Possibile che fosse tutto perduto, pensò l’uomo furioso, soltanto a causa dell’insana curiosità di un moccioso avvezzo a spiare? Possibile che il suo piano venisse spazzato via da un bambinetto ribelle e cocciuto, pronto a farsi bello salvando chi doveva morire, disfacendo la tela accuratamente tessuta, tramando come Penelope contro i Proci? E adesso, contro ogni previsione, ecco spuntare un altro testimone. Un testimone di cui però avrebbe fatto presto a liberarsi, rifletté, e che alla fine dei conti poteva persino rivelarsi prezioso...

«Furillo si è cacciato in un guaio, sto prestandogli aiuto, vai a chiamare gente, presto» comandò sbrigativo.

Ma Quinto il giovane non si muoveva.

«Torna subito indietro e mandami qualcuno in soccorso!»

«Voglio mio fratello!» ripeté l’altro, ostinato, senza arretrare.

Aurelio li ascoltava, precariamente aggrappato a un fragile ramo, una sola mano libera, i piedi appoggiati con le punte sulla sottilissima cengia. Non c’erano più arbusti a cui aggrapparsi, bisognava saltare sulla roccia bagnata e sdrucciolevole, sempre sperando che, in un gesto di estrema follia, il pazzo non si gettasse sotto col bambino, per portarlo con sé nel buio degli Inferi.

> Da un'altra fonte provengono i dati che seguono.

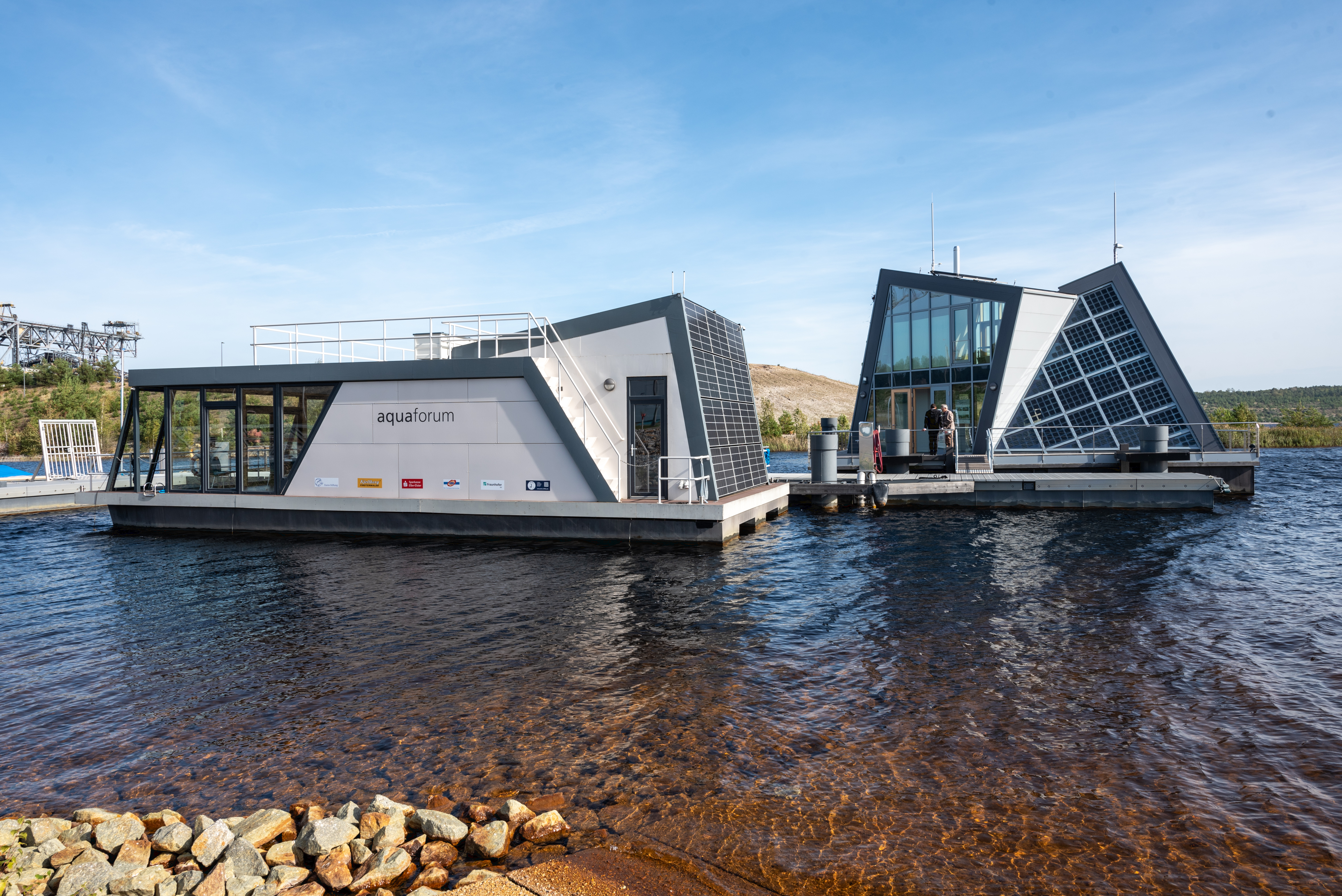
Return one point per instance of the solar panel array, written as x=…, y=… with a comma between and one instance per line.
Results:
x=728, y=396
x=1090, y=392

Furillo intanto aveva allungato la mano verso il fratello, ma la cornice rocciosa dalla quale si protendeva Quinto il giovane era troppo lontana e il suo braccio troppo poco robusto perché i due riuscissero a raggiungersi.

«Levati, lascia fare a me, tu non reggeresti il peso!» disse una voce maschia, e una figura alta e vigorosa comparve al fianco del ragazzo, spingendolo indietro per poi sporgersi pericolosamente sull’abisso.

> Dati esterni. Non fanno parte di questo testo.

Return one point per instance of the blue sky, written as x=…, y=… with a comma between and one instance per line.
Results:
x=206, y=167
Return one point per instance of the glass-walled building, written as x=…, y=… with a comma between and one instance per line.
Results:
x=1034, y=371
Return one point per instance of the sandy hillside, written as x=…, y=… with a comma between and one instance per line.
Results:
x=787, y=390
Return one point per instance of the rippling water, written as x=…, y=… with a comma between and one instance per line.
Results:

Ma l’assassino era forte, deciso e, soprattutto, disperato. Quel provvido salvatore fortunosamente appeso alla cornice non ce l’avrebbe mai fatta a sottrargli la preda. A meno che non fosse stato distratto da un evento inaspettato, o un intruso si fosse fiondato alle sue spalle sul breve sperone di roccia...

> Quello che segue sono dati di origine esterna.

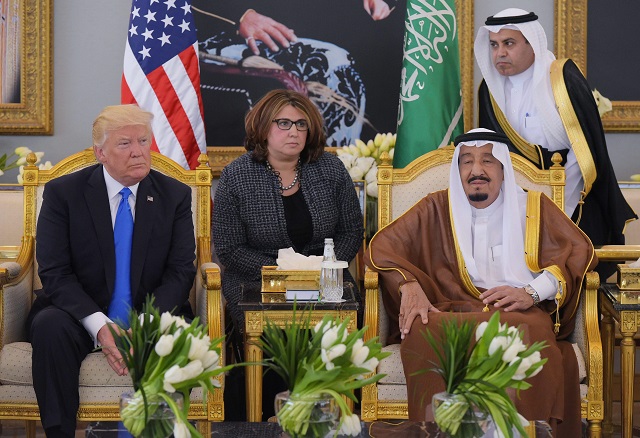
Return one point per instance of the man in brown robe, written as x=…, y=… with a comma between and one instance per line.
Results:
x=485, y=241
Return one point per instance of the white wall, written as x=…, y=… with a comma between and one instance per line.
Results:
x=89, y=38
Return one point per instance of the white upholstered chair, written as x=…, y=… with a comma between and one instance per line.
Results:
x=100, y=387
x=399, y=190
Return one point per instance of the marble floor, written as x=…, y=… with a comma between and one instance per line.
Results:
x=16, y=428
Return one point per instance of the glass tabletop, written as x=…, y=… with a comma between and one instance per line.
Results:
x=251, y=300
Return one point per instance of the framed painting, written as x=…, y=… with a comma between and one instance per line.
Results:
x=321, y=27
x=26, y=84
x=574, y=28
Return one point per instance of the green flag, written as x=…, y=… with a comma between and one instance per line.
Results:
x=430, y=109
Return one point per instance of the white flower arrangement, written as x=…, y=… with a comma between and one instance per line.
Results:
x=362, y=159
x=480, y=376
x=165, y=354
x=325, y=360
x=19, y=157
x=604, y=104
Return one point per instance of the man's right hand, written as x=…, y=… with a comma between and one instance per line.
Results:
x=413, y=303
x=256, y=27
x=110, y=350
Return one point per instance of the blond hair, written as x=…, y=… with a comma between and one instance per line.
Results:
x=115, y=117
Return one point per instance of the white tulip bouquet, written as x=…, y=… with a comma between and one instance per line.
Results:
x=165, y=355
x=362, y=159
x=323, y=361
x=18, y=158
x=479, y=377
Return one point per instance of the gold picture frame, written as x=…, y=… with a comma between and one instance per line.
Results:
x=220, y=156
x=571, y=42
x=33, y=114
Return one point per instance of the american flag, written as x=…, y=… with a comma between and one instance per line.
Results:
x=161, y=74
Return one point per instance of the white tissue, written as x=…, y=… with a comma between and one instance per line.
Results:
x=635, y=264
x=289, y=260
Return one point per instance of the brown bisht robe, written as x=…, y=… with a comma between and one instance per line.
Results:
x=420, y=245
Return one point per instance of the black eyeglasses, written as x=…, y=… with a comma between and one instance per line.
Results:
x=286, y=124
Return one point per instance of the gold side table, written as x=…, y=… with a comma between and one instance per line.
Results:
x=256, y=313
x=622, y=306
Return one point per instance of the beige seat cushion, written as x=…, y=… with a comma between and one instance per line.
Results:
x=98, y=382
x=15, y=368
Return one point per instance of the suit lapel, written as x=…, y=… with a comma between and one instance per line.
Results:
x=98, y=203
x=147, y=202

Ora o mai più, si disse Aurelio. Spiccò il salto nello stesso istante in cui la mano dell’adulto riusciva infine ad afferrare quella del bambino.

Un balzo, tuttavia, per quanto agile, non prevedeva come appropriato terreno di atterraggio una minuscola terrazza pianeggiante circondata da ripide pareti a picco sull’abisso: troppo bravi gli ingegneri romani a tagliare la montagna, troppo esatta la fenditura, troppo precisa la verticalità, e soprattutto troppo umida la roccia, si disse il senatore sperando che la Dea Fortuna gli impedisse di scivolare rovinosamente nel vortice, coronando con un tuffo nel precipizio un gesto eroico quanto fallimentare.

«Buttati, Furillo, ti tengo!» gridò la voce dalla sporgenza della riva, nel momento in cui l’assassino volgeva lo sguardo verso il senatore che incespicava cercando di rimettersi in piedi sull’erta sdrucciolevole.

Il bambino esitò, incerto tra il sospetto verso chi gli aveva afferrato il polso e il coraggio che gli scorreva potente nelle vene: fidarsi, stavolta, significava giocarsi la vita. Un attimo dopo saltava nel vuoto.

«A noi due, Quinto Babrio!» disse Aurelio torreggiando sul padre indegno come un Nume vendicatore.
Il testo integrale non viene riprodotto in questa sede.